Eine Spendensammel-Idee für die „Jerusalem verteidigenden“ Araber

Elder of Ziyon, 18. Oktober 2012

Immer wieder stoße ich auf arabische Internetseiten, die von verschiedenen muslimischen Organisationen erzählen, die Spenden zur „Verteidigung von Jerusalem“ sammeln.
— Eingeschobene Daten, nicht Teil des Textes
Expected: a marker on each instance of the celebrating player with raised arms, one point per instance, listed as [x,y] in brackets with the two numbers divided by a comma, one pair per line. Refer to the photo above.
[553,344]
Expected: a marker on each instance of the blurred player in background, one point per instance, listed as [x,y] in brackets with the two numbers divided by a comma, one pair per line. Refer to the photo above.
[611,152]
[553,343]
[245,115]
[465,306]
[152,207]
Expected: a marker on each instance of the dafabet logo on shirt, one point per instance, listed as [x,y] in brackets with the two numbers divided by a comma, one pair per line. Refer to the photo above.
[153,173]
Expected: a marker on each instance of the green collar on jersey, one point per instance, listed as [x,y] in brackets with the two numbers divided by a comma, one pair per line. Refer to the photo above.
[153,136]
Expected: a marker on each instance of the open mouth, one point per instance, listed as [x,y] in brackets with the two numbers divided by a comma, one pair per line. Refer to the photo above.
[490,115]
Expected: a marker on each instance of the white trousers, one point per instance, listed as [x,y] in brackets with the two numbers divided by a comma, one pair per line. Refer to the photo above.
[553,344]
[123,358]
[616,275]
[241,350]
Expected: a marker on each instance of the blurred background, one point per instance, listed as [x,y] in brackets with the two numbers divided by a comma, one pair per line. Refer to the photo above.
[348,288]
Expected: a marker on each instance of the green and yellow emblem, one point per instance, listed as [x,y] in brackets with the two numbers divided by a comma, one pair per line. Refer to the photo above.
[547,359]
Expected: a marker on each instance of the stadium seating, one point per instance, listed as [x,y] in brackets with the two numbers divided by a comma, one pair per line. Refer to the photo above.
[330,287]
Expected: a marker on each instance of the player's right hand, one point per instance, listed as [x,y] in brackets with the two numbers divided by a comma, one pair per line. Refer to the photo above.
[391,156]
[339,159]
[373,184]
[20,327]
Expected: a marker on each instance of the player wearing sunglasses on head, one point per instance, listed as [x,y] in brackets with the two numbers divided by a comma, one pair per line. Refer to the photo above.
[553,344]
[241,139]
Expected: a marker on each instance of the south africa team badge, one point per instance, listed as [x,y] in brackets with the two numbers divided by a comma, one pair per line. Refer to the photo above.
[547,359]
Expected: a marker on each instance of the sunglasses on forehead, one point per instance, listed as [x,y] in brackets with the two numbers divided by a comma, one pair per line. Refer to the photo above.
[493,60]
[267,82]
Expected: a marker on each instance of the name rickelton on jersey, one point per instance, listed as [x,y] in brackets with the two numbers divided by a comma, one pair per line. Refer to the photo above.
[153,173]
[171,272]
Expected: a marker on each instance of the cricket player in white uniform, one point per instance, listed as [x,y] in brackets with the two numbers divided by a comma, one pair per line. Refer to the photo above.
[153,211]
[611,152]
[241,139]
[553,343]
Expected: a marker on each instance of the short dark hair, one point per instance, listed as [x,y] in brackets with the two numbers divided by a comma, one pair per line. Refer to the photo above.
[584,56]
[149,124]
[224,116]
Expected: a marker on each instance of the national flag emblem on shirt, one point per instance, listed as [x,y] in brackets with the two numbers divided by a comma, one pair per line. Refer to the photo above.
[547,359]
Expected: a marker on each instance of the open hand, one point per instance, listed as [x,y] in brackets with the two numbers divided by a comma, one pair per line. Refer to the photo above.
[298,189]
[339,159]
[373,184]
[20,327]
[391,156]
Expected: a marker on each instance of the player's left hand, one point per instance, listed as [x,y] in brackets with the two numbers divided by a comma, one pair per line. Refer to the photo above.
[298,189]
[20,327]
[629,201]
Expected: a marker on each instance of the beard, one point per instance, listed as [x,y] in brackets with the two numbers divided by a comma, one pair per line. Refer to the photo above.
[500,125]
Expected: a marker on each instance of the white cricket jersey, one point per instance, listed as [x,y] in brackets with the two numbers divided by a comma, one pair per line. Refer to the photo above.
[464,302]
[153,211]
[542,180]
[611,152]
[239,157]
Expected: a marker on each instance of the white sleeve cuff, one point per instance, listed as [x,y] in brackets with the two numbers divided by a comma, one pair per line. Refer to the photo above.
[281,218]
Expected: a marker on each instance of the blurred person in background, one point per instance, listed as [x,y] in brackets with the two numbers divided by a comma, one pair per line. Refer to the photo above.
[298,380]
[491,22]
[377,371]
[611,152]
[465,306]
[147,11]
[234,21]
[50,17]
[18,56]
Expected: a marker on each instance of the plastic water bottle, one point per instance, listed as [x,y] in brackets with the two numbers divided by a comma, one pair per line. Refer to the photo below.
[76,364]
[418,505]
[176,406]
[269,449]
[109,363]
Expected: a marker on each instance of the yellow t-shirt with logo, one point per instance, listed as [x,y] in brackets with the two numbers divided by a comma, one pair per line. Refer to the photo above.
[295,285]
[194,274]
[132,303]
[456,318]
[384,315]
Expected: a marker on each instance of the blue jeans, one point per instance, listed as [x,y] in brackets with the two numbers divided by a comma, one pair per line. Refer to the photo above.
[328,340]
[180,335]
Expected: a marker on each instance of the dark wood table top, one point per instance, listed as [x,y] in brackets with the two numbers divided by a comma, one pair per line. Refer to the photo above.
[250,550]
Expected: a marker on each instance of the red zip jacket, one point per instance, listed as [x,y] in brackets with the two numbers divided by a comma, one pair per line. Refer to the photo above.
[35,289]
Sie bringen zwar Millionen Dollar auf, doch es ist nie genug. (Ich habe da den versteckten Verdacht, dass es nicht sonderlich viel die Transparenz in diesen angeblichen Wohltätigkeitsvereinen gibt und dass ein Großteil des gespendeten Geldes in den Taschen frommer Leute landet.)

Ich habe eine Win-win-Idee, wie man ihnen beim Auftreiben von Geld helfen kann.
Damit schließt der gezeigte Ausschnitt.